Global market reshuffle sees India become new hot spot

Logistics professionals have nominated India as the emerging market with the most logistics potential, according to the 2017 Emerging Markets Logistics Index.

The annual survey of more than 800 logistics professionals from around the globe is meant to provide a snapshot of industry sentiment and a ranking of the world’s 50 leading emerging markets by size, business conditions, infrastructure and transport connections.

Agility Logistics, the company behind the annual ranking, said India climbed past the United Arab Emirates (UAE) and is now the second highest ranked emerging market after China, which retained the top spot.

“In the survey, supply chain executives identified the direction of China’s economy as the factor most likely to drive global economic and trade growth in 2017,” Agility said.

“Seventy-six percent said China’s economy is slowing, but only 17 per cent said the slowdown is significantly hurting the transport and logistics sector. Sixty-six percent said lower growth will not alter their plans in China.”

Robust growth and long-anticipated tax and economic reform, meanwhile, have pushed India to number two in the Index and impressed the logistics executives surveyed. Even so, India’s surprise decision to remove high-denomination bank notes from circulation and encourage cashless payments could be jarring for the economy in 2017, Agility found.

The UAE, number three overall in the Index, again topped the rankings in the areas of business climate, logistics infrastructure and transport connections. Gulf countries UAE, Qatar, Oman, Bahrain, Saudi Arabia and Kuwait claimed six of the top 10 spots for best business conditions, Agility pointed.

Iran climbed eight spots in the Index rankings to 18th overall and leaped to ninth from rank 15 among emerging markets countries that executives view as having the most potential to grow as logistics markets.

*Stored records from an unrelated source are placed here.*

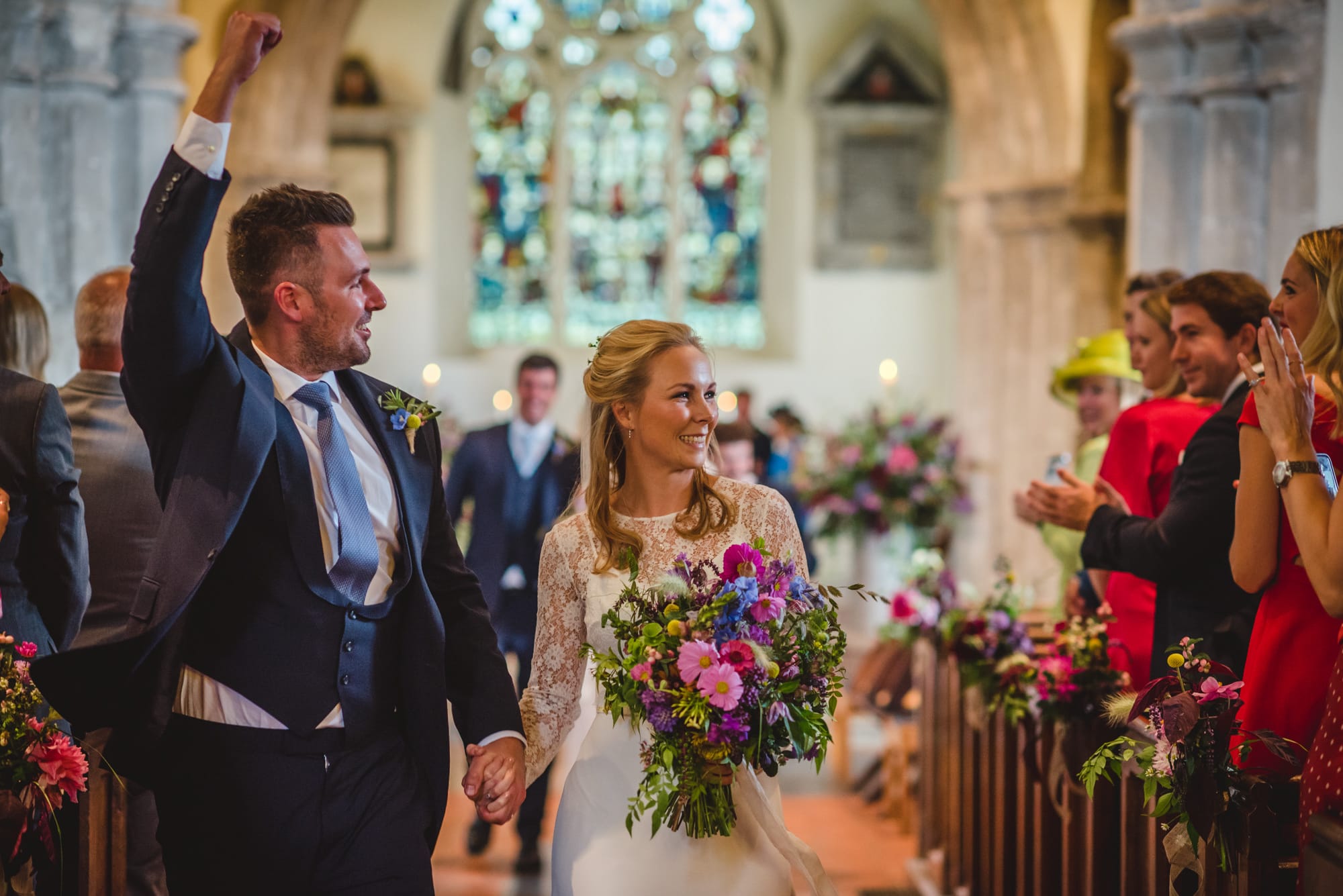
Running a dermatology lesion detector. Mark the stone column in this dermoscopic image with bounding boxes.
[1112,0,1324,283]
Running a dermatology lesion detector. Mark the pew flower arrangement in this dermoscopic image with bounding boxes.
[583,539,881,837]
[1077,637,1299,876]
[0,633,89,879]
[804,409,970,536]
[881,547,959,646]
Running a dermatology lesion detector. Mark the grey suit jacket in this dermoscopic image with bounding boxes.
[60,370,163,646]
[0,368,89,656]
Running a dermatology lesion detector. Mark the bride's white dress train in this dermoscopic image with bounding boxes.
[522,479,806,896]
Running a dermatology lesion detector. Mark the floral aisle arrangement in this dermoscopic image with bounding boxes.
[804,409,970,535]
[1077,637,1300,876]
[584,539,873,837]
[0,634,89,879]
[881,547,960,646]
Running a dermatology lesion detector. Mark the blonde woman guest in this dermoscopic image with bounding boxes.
[1092,287,1217,687]
[0,283,51,380]
[522,321,806,896]
[1014,330,1139,615]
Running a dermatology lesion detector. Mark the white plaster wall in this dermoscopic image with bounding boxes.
[1316,0,1343,227]
[332,0,956,431]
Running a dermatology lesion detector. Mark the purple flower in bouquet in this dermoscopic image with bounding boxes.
[696,662,741,711]
[886,444,919,476]
[1198,676,1245,703]
[723,544,764,582]
[676,641,719,684]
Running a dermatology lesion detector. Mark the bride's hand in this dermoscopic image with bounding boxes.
[462,736,526,825]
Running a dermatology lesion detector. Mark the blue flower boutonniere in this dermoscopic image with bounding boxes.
[377,389,442,454]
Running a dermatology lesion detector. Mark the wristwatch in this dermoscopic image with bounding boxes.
[1273,460,1323,488]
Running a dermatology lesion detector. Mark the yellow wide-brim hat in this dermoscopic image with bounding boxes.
[1050,330,1143,407]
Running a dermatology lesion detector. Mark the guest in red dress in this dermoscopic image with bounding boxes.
[1092,287,1217,688]
[1241,230,1343,880]
[1230,232,1343,774]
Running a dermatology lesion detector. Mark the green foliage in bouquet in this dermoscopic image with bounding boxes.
[804,409,970,535]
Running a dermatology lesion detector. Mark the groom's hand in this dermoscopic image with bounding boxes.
[462,738,526,825]
[193,12,285,123]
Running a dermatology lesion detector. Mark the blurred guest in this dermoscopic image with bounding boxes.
[713,420,817,574]
[0,248,89,656]
[0,283,51,380]
[60,267,168,896]
[446,354,579,875]
[1240,241,1343,861]
[1029,271,1269,676]
[1232,230,1343,773]
[1095,287,1217,687]
[737,389,771,481]
[1014,330,1139,615]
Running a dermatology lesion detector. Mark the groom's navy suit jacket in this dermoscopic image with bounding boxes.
[34,152,522,844]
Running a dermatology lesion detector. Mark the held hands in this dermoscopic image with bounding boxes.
[462,738,526,825]
[1237,318,1315,460]
[195,11,285,122]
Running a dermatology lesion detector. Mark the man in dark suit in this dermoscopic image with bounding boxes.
[0,255,89,656]
[60,267,168,896]
[34,12,522,896]
[445,354,579,875]
[1030,271,1269,677]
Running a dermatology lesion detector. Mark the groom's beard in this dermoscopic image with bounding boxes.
[298,290,373,370]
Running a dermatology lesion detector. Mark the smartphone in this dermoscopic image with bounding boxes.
[1045,450,1073,485]
[1315,453,1339,497]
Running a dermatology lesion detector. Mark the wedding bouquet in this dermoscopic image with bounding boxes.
[804,409,970,536]
[881,547,959,646]
[1077,637,1299,873]
[583,539,866,837]
[0,633,89,876]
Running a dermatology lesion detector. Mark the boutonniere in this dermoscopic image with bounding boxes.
[377,389,442,454]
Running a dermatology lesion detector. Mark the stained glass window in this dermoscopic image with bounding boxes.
[470,56,553,346]
[564,62,670,345]
[466,0,778,349]
[680,56,768,349]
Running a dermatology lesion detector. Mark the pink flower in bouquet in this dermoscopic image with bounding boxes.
[749,594,787,622]
[1198,676,1245,703]
[28,734,89,807]
[698,662,741,709]
[676,641,719,684]
[886,446,919,476]
[723,544,764,582]
[719,636,757,672]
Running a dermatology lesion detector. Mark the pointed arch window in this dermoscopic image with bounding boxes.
[462,0,779,349]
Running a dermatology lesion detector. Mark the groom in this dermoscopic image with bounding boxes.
[34,12,522,896]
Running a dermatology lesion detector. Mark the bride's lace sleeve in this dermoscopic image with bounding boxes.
[752,488,811,579]
[521,526,591,785]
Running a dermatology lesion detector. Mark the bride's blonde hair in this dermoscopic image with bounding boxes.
[583,321,737,573]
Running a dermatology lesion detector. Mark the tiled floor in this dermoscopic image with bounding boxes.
[434,703,915,896]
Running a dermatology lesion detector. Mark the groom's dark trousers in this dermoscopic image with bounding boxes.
[34,152,522,896]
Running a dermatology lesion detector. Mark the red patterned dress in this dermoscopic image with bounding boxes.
[1240,392,1343,773]
[1100,399,1217,688]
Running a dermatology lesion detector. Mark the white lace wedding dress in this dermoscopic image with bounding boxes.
[522,479,806,896]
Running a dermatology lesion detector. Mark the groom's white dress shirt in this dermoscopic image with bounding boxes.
[173,113,525,746]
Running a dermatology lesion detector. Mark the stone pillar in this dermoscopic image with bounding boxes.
[1112,0,1324,283]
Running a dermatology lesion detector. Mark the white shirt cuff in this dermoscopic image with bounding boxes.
[479,731,526,747]
[172,113,234,181]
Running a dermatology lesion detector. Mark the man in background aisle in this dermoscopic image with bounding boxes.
[446,354,579,875]
[60,267,168,896]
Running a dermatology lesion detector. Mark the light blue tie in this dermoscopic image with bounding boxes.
[294,383,377,603]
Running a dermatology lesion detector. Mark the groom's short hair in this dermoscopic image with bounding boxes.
[228,184,355,325]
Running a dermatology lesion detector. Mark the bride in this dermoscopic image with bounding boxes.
[522,321,806,896]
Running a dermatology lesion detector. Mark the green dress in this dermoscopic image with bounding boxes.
[1039,434,1109,618]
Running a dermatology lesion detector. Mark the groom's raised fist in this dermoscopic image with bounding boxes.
[215,11,285,85]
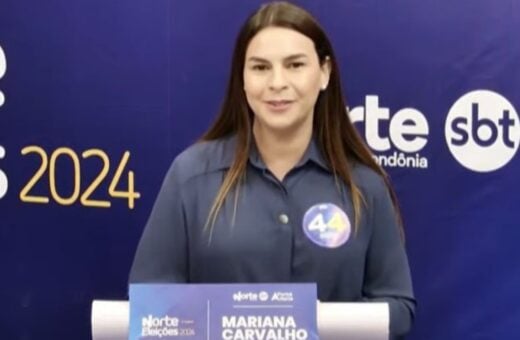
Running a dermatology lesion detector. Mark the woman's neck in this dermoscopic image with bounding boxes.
[253,122,312,181]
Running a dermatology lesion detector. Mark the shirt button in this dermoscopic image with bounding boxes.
[278,214,289,224]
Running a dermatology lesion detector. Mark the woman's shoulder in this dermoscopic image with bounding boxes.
[169,137,235,183]
[352,163,388,196]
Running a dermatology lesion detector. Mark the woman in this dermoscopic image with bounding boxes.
[130,2,415,336]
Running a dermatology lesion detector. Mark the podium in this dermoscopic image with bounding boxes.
[91,300,390,340]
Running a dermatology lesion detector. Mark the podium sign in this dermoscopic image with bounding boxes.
[129,283,319,340]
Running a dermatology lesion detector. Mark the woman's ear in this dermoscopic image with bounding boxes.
[320,56,332,91]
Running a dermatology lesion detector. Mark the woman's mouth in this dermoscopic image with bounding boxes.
[265,100,293,112]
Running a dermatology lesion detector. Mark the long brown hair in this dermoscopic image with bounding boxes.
[202,2,401,238]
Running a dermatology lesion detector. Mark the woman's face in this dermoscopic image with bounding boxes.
[244,27,330,133]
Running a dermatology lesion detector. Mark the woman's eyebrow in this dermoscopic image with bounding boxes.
[247,53,307,63]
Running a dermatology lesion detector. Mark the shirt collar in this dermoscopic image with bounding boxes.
[249,137,330,172]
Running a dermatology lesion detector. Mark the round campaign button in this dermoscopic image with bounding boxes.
[303,203,351,248]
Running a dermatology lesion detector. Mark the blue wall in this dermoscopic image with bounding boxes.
[0,0,520,340]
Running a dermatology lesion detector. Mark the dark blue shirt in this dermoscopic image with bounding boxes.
[130,137,415,335]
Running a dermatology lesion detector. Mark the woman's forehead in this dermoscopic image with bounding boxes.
[246,27,316,60]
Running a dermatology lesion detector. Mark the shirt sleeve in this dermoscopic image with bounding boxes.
[129,162,188,283]
[363,182,416,339]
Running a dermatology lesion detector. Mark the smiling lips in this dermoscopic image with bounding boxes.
[265,100,293,112]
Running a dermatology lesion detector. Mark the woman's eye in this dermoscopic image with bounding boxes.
[252,64,267,71]
[289,62,305,68]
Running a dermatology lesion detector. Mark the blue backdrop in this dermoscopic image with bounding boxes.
[0,0,520,340]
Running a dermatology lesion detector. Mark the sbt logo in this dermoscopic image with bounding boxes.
[349,95,429,168]
[444,90,520,172]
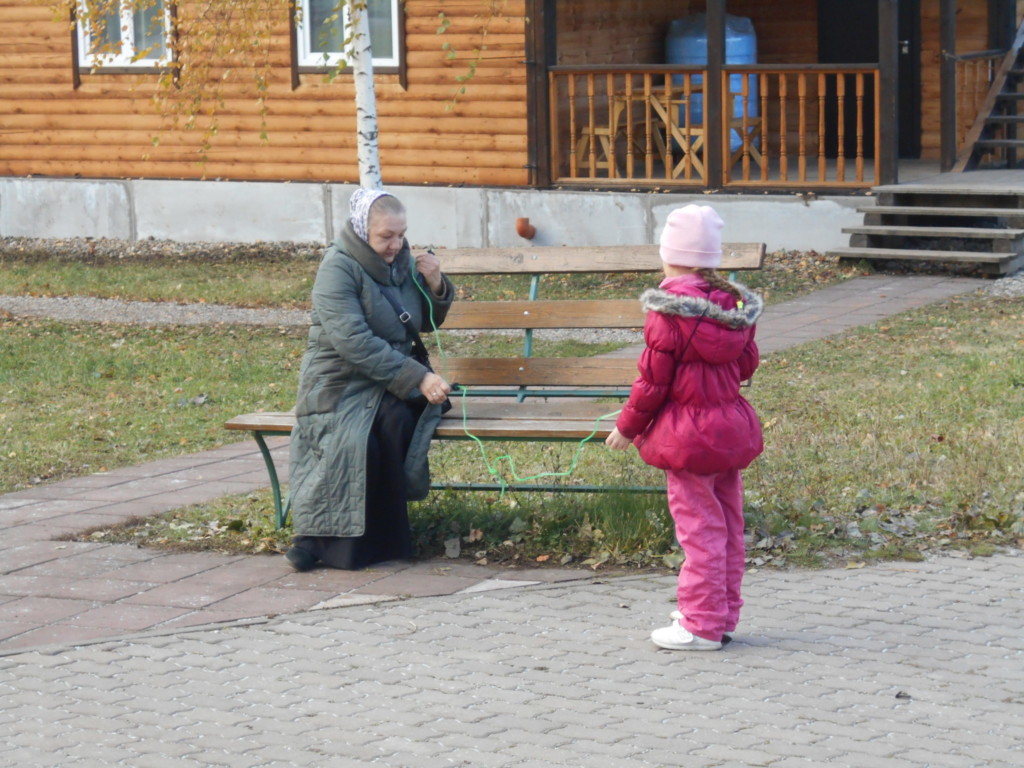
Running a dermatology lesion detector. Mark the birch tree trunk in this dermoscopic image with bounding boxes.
[348,0,384,189]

Iran’s gains were the biggest of any country in the Index or the survey.

In contrast, Africa’s biggest economies – Nigeria and South Africa – were among the countries that fell most sharply in the Index. Smaller African markets such as Uganda, Ethiopia, Tanzania and Kenya improved their rankings in 2017, though.

BRIC powerhouse Brazil kept the number seven spot from 2016 despite a painful recession and the impeachment of President Dilma Rousseff. In the survey, logistics executives picked the South American country as the market with the most logistics potential after India and China. One reason for their optimism: nearly 57 per cent expect commodity prices to rebound in 2017, although most do not expect significant increases.

Crisis-shaken Turkey weathered the effects of an attempted coup and extremist violence, moving from tenth to ninth in the latest Index. Russia fell from ninth to tenth, meanwhile, a comparatively modest slip considering Western economic sanctions and low energy prices, Agility said.

From a global perspective, Essa Al-Saleh, CEO of Agility Logistics, said logistics providers and their customers are concerned that anti-globalisation feelings and populist policies in the UK and United States could spread and harm trade in emerging markets that rely heavily on exports.

He pointed out that nearly 69 per cent of logistics professionals said they worried about a retreat from free trade in 2017 following the UK’s Brexit vote and the collapse of global and regional trade talks.

As such, a “significant minority” of 43 per cent said the International Monetary Fund’s 2017 emerging markets growth forecast of 4.6 per cent was “too optimistic”.